What’s Success?

Success.

Exactly what is this elusive thing that keeps us daily striving for something more and better?  Personally and professionally, the answers to this question have huge implications.  So much of the emotional waste we wade through each day sprouts from a common root:

We didn’t agree on what success really was.

How does this happen?  Many books have been written with eloquent explanations, but I can offer one observation.  In my humble experience, I often struggle to define success much beyond the reaches of my direct influence.  What I am working on at this moment, is the most important thing (regardless of how it matches up with everyone else’s situation).

Even if I don’t have formal measures and standards in place, I work out the basics of what things look like when everything is running ok, then I focus on keeping everything ok.  I worry about what I can see and put my hands on—even though somewhere in the back of my mind, a little voice keeps speaking of a bigger picture.

The result of this unintentional near-sightedness ends up being selfishness.  Many of us bristle at the emergence of selfishness in others (although we may be doing exactly the same thing to them).  We use the hectic pace of life and business to excuse ourselves from taking time to walk even a few steps in the shoes of those from other areas.  We survive, moment-to-moment, in a state of mutual distrust and barely compatible goals.  Solving the big problems affecting us all is hard stuff when we begin with wariness, pride and a general lack of respect for those fighting other battles.
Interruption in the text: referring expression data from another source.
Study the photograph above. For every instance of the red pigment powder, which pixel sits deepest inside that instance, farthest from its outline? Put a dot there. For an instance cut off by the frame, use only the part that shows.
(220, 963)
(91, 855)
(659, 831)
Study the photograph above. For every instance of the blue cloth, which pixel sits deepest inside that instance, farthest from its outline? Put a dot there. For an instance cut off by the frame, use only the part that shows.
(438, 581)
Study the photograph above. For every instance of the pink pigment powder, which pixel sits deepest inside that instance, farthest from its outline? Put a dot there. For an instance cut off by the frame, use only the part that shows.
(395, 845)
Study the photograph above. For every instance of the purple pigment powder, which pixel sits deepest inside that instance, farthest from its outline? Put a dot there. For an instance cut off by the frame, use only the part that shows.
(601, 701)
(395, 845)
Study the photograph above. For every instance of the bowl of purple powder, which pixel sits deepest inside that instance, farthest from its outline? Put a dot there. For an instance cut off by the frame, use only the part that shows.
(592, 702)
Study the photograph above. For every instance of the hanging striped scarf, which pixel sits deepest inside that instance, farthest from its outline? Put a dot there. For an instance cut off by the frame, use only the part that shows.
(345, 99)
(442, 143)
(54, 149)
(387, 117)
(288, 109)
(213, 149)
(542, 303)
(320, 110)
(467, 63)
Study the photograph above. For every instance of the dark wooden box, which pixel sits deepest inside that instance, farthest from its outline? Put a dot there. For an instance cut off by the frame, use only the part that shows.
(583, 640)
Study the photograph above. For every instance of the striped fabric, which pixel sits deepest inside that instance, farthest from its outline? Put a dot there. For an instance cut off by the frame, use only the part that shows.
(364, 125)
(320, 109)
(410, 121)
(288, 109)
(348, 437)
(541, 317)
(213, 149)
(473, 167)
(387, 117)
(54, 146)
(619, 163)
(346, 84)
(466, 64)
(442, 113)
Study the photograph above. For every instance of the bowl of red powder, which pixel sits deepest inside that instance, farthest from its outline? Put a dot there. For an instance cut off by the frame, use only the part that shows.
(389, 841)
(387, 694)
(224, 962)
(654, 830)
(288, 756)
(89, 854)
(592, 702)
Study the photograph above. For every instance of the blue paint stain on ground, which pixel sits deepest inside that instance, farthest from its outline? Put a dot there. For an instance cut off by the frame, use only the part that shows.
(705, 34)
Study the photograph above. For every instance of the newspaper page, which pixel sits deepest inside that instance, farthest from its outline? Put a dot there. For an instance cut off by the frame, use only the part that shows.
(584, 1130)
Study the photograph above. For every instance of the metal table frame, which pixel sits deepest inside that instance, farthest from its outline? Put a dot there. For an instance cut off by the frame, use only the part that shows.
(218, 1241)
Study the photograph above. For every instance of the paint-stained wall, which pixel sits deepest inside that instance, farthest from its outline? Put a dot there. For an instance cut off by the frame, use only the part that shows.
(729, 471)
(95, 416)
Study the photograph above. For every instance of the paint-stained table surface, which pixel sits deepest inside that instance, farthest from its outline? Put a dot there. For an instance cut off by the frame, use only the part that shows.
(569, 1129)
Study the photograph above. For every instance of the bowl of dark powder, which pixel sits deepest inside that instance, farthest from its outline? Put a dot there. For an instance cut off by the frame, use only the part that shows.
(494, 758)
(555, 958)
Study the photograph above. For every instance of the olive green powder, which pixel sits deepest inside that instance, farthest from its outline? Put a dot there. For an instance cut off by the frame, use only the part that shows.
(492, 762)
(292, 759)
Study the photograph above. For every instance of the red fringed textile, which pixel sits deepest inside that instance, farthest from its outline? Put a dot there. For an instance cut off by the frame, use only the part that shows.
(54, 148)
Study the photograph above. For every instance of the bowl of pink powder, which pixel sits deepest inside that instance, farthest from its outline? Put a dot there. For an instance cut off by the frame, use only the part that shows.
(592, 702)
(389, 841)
If we’re lucky, one of the most important things that comes from being part of a company  is the chance to have leaders (at any level) help set vision, guiding principles and measures to define success for the company as a whole.  If success is defined well, all three components complement and support one another.

  • Vision is a way for us to imagine what success looks like five, ten, or fifty years from now.
  • True North Measurements help us measure how much we have moved towards the vision.
  • Guiding Principles and Core Values give us character and timelessly define the way we do things.